WDFW Seeks Input on Pocket Gophers


Schirato said any new findings will be reflected in a recovery plan for the species that WDFW has scheduled for completion by the end of the year. The department also plans to share its findings with the U.S. Fish and Wildlife Service, which is expected to announce in September whether it will propose listing pocket gophers under the federal Endangered Species Act (ESA).

“In both cases, the findings of this updated survey could affect the future management of Mazama pocket gophers in our state,” Schirato said. “We want to make sure we have a thorough understanding of the species’ status to ensure that future management is consistent with both the species’ biology and landowners’ interests.”

Carrying clipboards and GPS units, the survey teams will look for mounds and other evidence of gophers at hundreds of sites in Thurston, Mason, Pierce, Grays Harbor, Lewis, Clark, Clallam and Wahkiakum counties. New range expansions will be verified by live-trapping the animals.

As part of the investigation, WDFW will seek permission from private landowners in some areas to look for gophers on their property, said Schirato, noting that about half of all known gopher populations are on private lands.
“We need to survey some of those lands to truly understand the species distribution,” he said. “We’re especially interested in private timberlands, where we’ve had some unexpected gopher sightings in recent years.”

Scientists have never considered timberlands prime pocket gopher habitat. WDFW’s initial status review of the species conducted in 2005 describes the Mazama pocket gopher as “a creature of the south Puget Sound prairie landscape.” Two of the state’s largest known gopher populations are at the Olympia Airport and the Shelton Airport.

According to that review, “habitat loss to succession, agriculture and development has eliminated most of the prairie vegetation, and habitat continues to be lost to residential development.” With the state’s remaining pocket gopher population estimated “in the low thousands,” the Washington Fish and Wildlife Commission voted to list the species for state protection in 2006.

Since then, however, gopher mounds have been reported in areas and terrain quite different from the South Sound prairies, Schirato said. Two such areas are the Capitol Forest in Thurston County and forestlands in Mason County – primarily in clear-cut areas, near roadways, and along power line easements.

“We conducted an exploratory survey in forested areas of Mason County last August and confirmed the presence of pocket gophers at several sites through live-trapping,” Schirato said. “Now we’re taking a closer look at those sites and others in Western Washington to update our status report for this species.”

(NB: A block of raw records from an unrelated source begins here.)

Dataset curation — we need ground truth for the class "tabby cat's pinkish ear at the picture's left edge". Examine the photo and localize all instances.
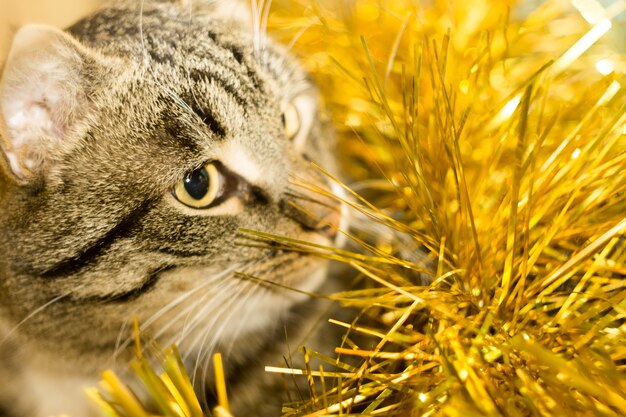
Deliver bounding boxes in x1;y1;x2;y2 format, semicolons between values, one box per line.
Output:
0;25;93;179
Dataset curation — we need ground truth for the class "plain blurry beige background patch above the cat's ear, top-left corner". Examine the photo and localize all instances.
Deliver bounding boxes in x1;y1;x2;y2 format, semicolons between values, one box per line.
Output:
0;0;99;62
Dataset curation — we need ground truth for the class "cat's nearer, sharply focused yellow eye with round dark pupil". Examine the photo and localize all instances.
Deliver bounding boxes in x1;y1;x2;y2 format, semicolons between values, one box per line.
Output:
173;162;224;209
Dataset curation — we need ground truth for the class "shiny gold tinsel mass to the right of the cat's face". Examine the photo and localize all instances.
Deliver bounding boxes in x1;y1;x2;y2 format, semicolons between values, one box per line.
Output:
94;0;626;416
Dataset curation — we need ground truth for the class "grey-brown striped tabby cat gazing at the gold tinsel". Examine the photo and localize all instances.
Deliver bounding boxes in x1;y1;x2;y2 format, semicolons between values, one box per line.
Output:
0;0;339;417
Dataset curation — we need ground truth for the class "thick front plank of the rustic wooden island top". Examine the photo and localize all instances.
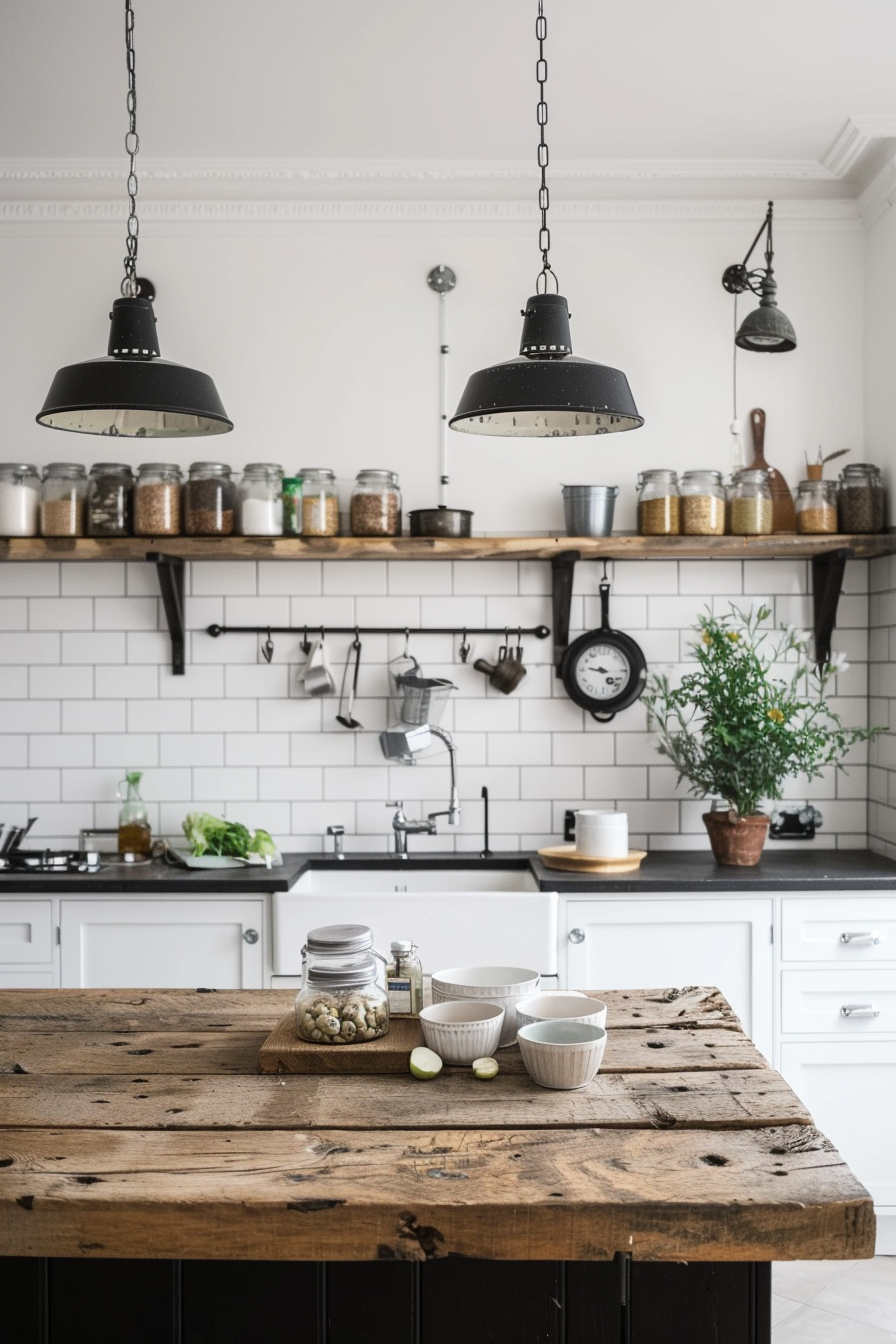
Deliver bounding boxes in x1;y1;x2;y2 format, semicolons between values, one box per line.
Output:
0;1126;875;1261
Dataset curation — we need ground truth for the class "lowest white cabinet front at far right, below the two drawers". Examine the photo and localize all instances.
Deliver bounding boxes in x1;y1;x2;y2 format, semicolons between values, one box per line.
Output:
780;1040;896;1206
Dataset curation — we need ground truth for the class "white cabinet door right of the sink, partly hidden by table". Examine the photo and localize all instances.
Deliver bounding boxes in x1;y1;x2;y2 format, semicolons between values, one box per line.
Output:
567;896;774;1059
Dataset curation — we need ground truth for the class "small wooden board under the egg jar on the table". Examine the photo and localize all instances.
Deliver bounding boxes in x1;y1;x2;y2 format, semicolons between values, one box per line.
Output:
258;1009;423;1074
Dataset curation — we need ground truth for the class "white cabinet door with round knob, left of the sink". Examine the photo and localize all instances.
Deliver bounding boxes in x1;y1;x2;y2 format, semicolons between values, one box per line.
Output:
60;898;265;989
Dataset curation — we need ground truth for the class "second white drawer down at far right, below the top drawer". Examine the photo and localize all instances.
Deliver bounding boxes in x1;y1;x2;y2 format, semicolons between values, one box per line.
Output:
780;968;896;1036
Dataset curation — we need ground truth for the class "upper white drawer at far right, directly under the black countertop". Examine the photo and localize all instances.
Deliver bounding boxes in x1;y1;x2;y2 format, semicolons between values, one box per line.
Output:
780;894;896;964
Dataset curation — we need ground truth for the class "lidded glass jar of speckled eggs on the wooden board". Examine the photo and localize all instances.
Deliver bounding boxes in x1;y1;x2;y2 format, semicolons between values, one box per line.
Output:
296;925;388;1046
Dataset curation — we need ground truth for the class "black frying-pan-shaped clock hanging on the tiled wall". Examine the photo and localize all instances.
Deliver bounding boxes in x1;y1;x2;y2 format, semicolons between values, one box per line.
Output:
560;578;647;723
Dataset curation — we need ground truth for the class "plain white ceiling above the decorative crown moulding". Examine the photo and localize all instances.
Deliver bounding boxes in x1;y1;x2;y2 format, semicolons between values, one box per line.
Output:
0;0;896;195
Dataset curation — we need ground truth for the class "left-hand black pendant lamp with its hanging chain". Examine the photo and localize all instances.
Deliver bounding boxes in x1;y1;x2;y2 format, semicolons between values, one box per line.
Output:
38;0;234;438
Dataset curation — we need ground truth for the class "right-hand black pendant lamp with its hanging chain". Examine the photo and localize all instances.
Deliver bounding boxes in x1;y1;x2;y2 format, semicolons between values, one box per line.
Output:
449;0;643;438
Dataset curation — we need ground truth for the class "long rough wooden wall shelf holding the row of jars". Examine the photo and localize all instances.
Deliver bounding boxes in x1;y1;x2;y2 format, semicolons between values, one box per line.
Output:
0;531;896;560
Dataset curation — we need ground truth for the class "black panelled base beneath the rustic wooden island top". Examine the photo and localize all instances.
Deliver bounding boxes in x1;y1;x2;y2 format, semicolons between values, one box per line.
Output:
0;1255;771;1344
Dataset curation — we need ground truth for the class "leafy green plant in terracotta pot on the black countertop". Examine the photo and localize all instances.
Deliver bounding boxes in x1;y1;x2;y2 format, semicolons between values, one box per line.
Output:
643;603;883;866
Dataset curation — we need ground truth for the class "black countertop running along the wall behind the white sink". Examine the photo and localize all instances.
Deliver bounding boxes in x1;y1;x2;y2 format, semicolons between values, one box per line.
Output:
0;843;896;896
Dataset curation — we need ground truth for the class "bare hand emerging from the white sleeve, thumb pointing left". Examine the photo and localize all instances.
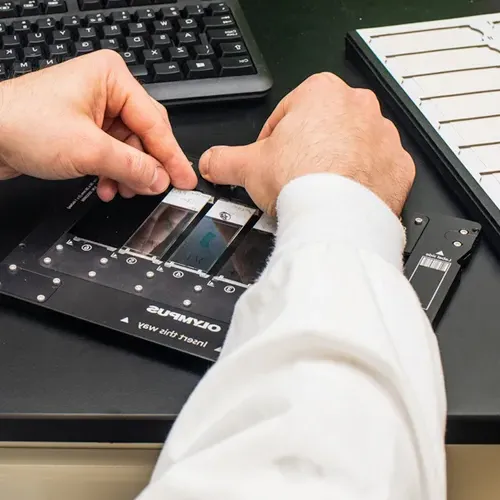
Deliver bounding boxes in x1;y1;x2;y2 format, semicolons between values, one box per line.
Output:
200;73;415;215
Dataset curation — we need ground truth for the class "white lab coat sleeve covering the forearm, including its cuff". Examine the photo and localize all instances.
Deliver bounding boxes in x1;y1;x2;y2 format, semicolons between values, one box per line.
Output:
136;174;446;500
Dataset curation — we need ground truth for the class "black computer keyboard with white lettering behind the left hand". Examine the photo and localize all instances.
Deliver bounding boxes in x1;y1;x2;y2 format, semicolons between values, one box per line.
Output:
0;0;272;103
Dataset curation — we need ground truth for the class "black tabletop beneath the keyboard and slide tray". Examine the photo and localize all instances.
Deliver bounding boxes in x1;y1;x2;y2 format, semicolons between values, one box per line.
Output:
0;0;500;443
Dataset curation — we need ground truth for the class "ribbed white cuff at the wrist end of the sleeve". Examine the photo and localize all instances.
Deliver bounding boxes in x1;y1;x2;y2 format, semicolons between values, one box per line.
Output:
276;173;406;268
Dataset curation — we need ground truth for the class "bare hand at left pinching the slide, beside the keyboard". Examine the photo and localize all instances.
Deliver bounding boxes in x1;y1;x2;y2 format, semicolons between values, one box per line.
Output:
0;50;197;201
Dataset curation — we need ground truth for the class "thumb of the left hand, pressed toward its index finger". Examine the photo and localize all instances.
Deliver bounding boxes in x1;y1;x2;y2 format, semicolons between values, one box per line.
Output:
79;130;170;194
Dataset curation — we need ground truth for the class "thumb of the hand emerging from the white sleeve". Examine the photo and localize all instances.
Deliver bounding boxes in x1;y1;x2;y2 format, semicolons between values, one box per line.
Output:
199;141;264;187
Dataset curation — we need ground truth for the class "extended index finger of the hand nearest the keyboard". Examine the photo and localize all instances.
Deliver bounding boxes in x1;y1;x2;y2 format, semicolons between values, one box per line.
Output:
103;55;196;189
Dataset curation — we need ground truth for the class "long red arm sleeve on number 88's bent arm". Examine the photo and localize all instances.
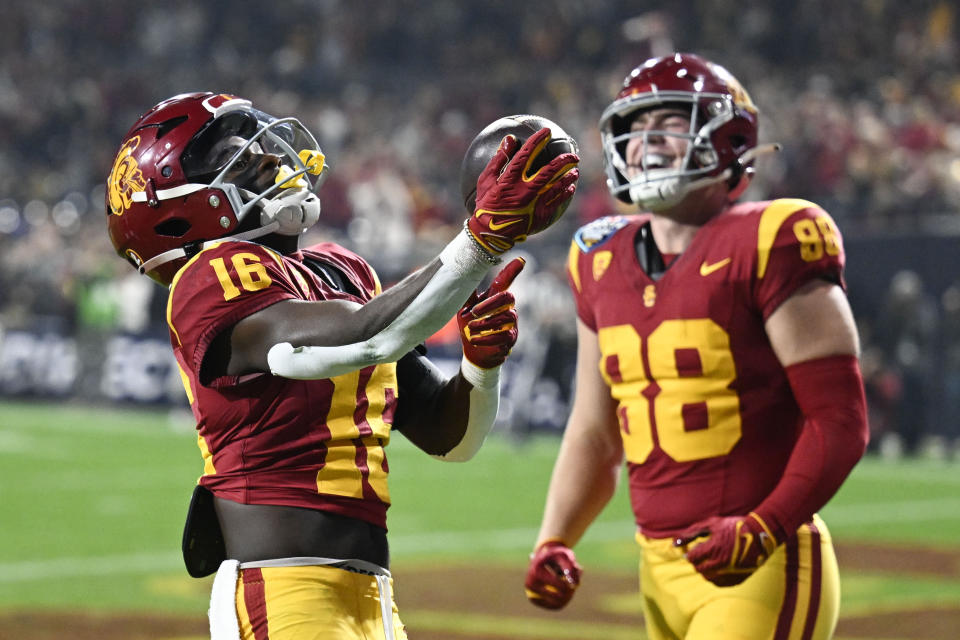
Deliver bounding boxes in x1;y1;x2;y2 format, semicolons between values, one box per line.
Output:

Finding new gopher populations is just one step in determining whether pocket gophers require special protection, Schirato said. Distribution, survival rates and the availability of suitable habitat are also important factors in assessing the future viability of the species, he said.

“This survey isn’t just about finding gopher mounds,” Schirato said. “If we find a significant gopher presence in disturbed forested areas, we have to consider what happens when the trees grow up and the conditions change. We know how these animals use the prairies, but can they survive long-term in other habitats?”

Historically, pocket gophers have played an important role in the ecology of the open meadows, prairies and grasslands at the southern end of Puget Sound, according to the 2005 status report and a number of independent studies. Through their burrowing, they turn the soil, increase plant diversity and provide refuge for smaller animals, according to a range of scientific studies. They are also an important prey species for hawks, owls and other predators.